Kavisha’s Top 10 Tips On How To Stay Healthy On A Budget
1. Shop at your local farmers markets
Even if you can’t afford to buy from the organic stalls, the conventional produce at the farmers markets is generally fresher and cheaper than what’s available in the supermarkets. Google search ‘farmers markets in (your suburb/city)’ to find one close to you.
2. Eat less meat.
Eating less meat will definitely help you save money. I usually alternate between a meat day (where I’ll eat meat for either lunch or dinner) and a day of vegetarian eating. I also tend to stock up on cheaper cuts of meat and seafood such as organic beef mince or tinned sardines, which are HIGHLY nutritious and super cheap!
3. Pack your own lunch.
Planning meals in advance and packing your own lunch is a huge money saver. All you have to do is cook more dinner the night before so you have enough leftovers to eat the next day. Cook once eat twice- genius!

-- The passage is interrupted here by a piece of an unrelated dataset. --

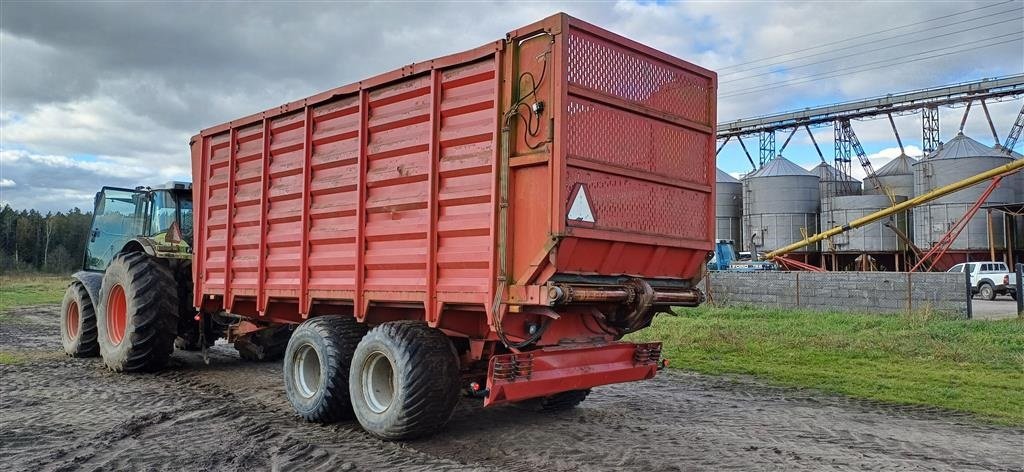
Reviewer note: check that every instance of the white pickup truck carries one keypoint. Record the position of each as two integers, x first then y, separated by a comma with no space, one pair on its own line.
989,279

4. Carry snacks around with you.
Keeping a stash of healthy snacks on your desk (fruit, nuts, bliss balls) will stop you from leaving the office to buy something when you’re feeling peckish. Remember all those $5 snacks add up.
5. Shop the bulk bins.
Nuts, seeds, grains, muesli, spices, all these things are much cheaper when bought from bulk bins. You can buy exactly how much you need for minimal wastage and also enjoy the cheaper prices. Bulk food stores such as The Source Bulkfoods are perfect for this.
6. Cook more simple meals at home.
Who has the time these days to whip up restaurant quality meals on a week night? All those one off ingredients can really add up and burn a hole in your wallet. Stick to cooking up simple meals at home such as a piece of fish and roasted veggies, flavoured simply with herbs and spices on hand.
7. Make your own.
Foods such as muesli and dips can be costly when purchased at the supermarket but are super easy and cheap to make. Gather a few healthy recipes online and start making your own. Bliss balls can also be costly when purchased at a café ($3.50-4 for one ball is pricey). Again these are cheaper to make in bulk and store in your fridge or freezer for a quick snack.

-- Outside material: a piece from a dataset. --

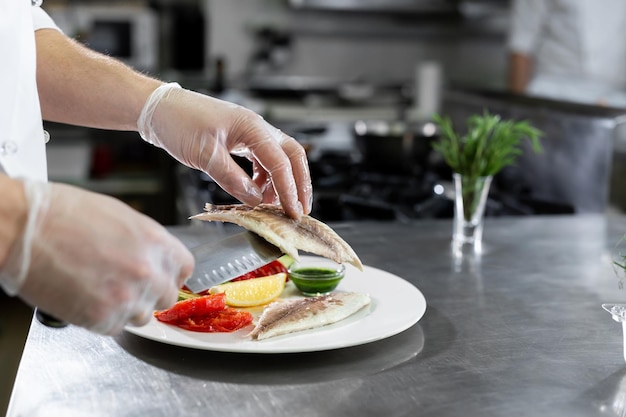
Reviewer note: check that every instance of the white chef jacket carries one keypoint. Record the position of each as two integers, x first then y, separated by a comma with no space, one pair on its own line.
22,139
578,47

One of Kavisha's #mixnmatcha creations - matcha French toast!
8. Choose your organic purchases wisely.
Although in the perfect world we would all be eating 100% organic food, reality is that organic food can be expensive. When it comes to shopping for fruit and veggies, my top tip is to buy anything you eat the skin of organic (e.g., apples, berries, leafy greens) and anything you peel the skin off is ok to buy conventional (e.g., oranges, bananas, avocado).
9. Ditch the fancy ‘superfoods’.
Walking into a health food store can be a danger zone for your wallet. With all these superfood potions and powders screaming health claims at us it can be hard not to buy. The best type of ‘super’ food to include in your diet is more fruit and veg, so ditch the unnecessary acai, goji, chia, lucuma and what not, especially if you’re trying to save some cash (except our Mix N Matcha of course, since it's so reasonably priced for the quantity already.... ;) not biased or anything!)
10. Buy frozen fruit and veg.
Frozen fruit and veg can get a bad rep, however most of the time they are more nutritious than their ‘fresh’ counterpart. Snap frozen shortly after being picked they retain a lot more antioxidants over time. Another plus is that frozen organic veggies and frozen organic berries are usually much cheaper than fresh. Winning!